As a brand name director, there are certain things with associate with Tim Burton; a certain quaint creepiness and kooky charm.
More so than these things, however, Burton is known for his coterie: Big Eyes is his first live-action film since 1996 not to feature Johnny Depp or Helena Bonham Carter, though composer Danny Elfman is still hanging on in there. By the same criteria, it’s also Burton’s best film since Sweeney Todd back in 2007, but given the intervening two – Alice in Wonderland and Dark Shadows – perhaps that’s not saying particularly much.
The story goes as following: Margaret Ulbrich (Amy Adams) leaves the superficially idyllic suburbs, and her husband. Timid and naive, no sooner has she arrived in San Francisco than she’s swept off her feet by a charming fellow painter, Walter Keane (Christoph Waltz), who seduces her with appreciation and stories of Paris.
Quickly married, and looking to establish themselves, their artwork – his landscapes and her doe-eyed naifs – hang on the wall of a popular nightclub, near the toilets. By some miracle, however, Margaret’s paintings become a hit and Walter steps in to take the credit.
Big Eyes focuses on the period between which the fraud began and the time of its unmasking, with Margaret’s slander suit against Walter in 1970. While Walter uses his genius for self-publicity to become a cause célèbre and make millions, Margaret finds herself locked into a lie in which she seems to have (relatively) little invested.
She becomes isolated, cut off from her daughter and her friends – well, one friend, played by a slinky Kristen Ritter. As their fame grows, so does Walter’s ego while Margaret disappears into the work from which she receives no recognition.
However, given Margaret begins the plot as fragile and Walter as glib, neither Adams or Waltz are particularly well served by the material; deepening, as it does, only their initial traits. Nevertheless, Adams imbues Margaret with an undercurrent of resolve while Waltz draws out the self-delusions of a salesman whose desperate to be seen as an artist.
Nevertheless, the film never truly delves into her reasons for her becoming an artist – why it hurts Margaret so much to see her work exploited – or his insecurity so that the the drama can’t help but feel superficial, pantomime even.
Furthermore, there’s a lot of unexplored subtext in Big Eyes: the patriarchal nature of ‘50s society that enabled Walter to convince Margaret they needed to use his name to sell her work; the commentary on the art world – Danny Huston plays a friendly journo, Jason Schartzman a bitchy gallery owner, and Terrence Stamp an icily untouchable New York Times critic (in a scene where a furious Walter almost stabs him with a fork you can tell where Burton’s sympathies lie).

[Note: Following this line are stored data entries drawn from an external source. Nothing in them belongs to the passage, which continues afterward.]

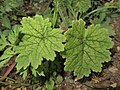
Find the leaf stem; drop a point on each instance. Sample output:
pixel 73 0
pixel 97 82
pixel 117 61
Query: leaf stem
pixel 98 9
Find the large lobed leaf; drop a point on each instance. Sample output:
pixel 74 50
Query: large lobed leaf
pixel 39 41
pixel 86 49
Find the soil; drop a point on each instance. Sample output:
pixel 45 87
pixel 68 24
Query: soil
pixel 108 79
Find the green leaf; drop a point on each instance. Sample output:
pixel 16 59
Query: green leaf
pixel 49 84
pixel 81 5
pixel 6 22
pixel 59 79
pixel 14 34
pixel 39 41
pixel 86 49
pixel 3 41
pixel 8 53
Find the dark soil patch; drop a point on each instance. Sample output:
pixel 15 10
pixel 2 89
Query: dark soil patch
pixel 109 78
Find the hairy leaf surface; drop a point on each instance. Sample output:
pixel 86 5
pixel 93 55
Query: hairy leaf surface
pixel 86 49
pixel 39 41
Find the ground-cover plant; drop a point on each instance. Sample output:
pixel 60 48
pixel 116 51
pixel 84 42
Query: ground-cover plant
pixel 85 49
pixel 41 48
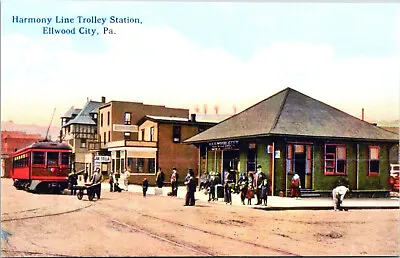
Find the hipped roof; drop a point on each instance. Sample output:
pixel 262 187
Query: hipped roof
pixel 291 113
pixel 84 117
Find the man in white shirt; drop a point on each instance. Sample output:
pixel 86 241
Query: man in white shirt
pixel 96 182
pixel 338 194
pixel 126 178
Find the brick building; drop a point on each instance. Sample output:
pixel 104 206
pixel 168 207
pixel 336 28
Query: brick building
pixel 159 145
pixel 289 133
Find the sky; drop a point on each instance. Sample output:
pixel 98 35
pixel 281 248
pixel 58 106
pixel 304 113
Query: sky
pixel 191 54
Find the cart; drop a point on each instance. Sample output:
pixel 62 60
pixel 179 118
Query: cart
pixel 88 188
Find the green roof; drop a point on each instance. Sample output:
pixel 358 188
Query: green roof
pixel 291 113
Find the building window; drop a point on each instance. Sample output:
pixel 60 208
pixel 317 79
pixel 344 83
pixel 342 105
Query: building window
pixel 335 159
pixel 289 159
pixel 176 133
pixel 143 134
pixel 52 158
pixel 251 157
pixel 295 155
pixel 83 143
pixel 127 118
pixel 152 165
pixel 65 158
pixel 151 133
pixel 373 160
pixel 140 165
pixel 38 158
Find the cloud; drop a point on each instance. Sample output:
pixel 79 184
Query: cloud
pixel 157 65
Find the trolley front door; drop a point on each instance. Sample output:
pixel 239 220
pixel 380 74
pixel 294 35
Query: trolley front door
pixel 299 160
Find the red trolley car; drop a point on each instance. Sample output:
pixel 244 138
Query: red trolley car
pixel 41 166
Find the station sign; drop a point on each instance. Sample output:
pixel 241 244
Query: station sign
pixel 224 145
pixel 102 159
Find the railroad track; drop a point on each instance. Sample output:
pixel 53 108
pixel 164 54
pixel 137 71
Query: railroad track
pixel 187 226
pixel 158 236
pixel 23 253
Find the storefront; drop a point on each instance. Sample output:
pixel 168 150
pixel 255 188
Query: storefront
pixel 292 133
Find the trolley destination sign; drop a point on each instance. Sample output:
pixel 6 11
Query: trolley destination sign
pixel 224 145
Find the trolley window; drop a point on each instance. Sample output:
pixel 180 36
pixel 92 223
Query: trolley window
pixel 52 158
pixel 65 158
pixel 38 158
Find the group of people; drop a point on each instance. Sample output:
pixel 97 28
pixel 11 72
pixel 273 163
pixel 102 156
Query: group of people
pixel 94 182
pixel 255 185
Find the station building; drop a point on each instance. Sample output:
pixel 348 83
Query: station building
pixel 289 133
pixel 10 141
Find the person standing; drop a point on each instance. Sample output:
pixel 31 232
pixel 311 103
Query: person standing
pixel 145 186
pixel 85 176
pixel 243 191
pixel 111 181
pixel 257 183
pixel 127 174
pixel 264 191
pixel 228 188
pixel 190 183
pixel 213 182
pixel 96 182
pixel 295 186
pixel 174 182
pixel 338 194
pixel 249 194
pixel 160 178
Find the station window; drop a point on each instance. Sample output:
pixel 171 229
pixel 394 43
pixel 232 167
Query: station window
pixel 127 118
pixel 335 159
pixel 152 133
pixel 176 134
pixel 373 160
pixel 65 158
pixel 83 143
pixel 52 158
pixel 143 131
pixel 38 158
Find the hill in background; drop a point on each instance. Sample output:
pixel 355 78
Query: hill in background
pixel 54 131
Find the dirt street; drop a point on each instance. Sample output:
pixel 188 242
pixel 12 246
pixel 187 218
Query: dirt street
pixel 126 224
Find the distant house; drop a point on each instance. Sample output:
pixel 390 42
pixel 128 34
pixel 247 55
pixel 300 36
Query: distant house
pixel 79 129
pixel 289 133
pixel 10 141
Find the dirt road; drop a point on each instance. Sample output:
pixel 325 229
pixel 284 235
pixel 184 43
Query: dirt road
pixel 126 224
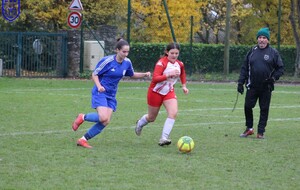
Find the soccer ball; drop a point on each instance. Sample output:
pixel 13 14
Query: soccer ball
pixel 185 144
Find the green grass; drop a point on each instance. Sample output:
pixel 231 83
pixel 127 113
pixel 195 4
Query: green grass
pixel 38 148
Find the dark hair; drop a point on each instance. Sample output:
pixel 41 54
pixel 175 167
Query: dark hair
pixel 172 45
pixel 121 43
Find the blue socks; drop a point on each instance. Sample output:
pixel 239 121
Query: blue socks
pixel 92 117
pixel 95 129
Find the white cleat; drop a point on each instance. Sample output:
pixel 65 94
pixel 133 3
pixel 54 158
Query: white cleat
pixel 138 129
pixel 163 142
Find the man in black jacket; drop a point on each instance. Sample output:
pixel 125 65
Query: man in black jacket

Big Eyes is mostly happy to cruise along on the surface, relying on Bruce Delbonnel’s bright, painterly compositions. Like the paintings that give it its name – and the trading cards that inspired Mars Attacks! – the film is a work of kitsch, entertainment as opposed to art; no leading actor is ever likely to win an Academy Award for starring in a Burton film.
Nevertheless, Big Eyes shows a promising maturation in Burton’s projects, less jubilant, more thoughtful a movement away from the occasionally brilliant schlockiness that characterised the likes of Ed Wood.
It still a matter of style over substance, but there’s still some substance below that; even if you have to scratch away the paint to get there.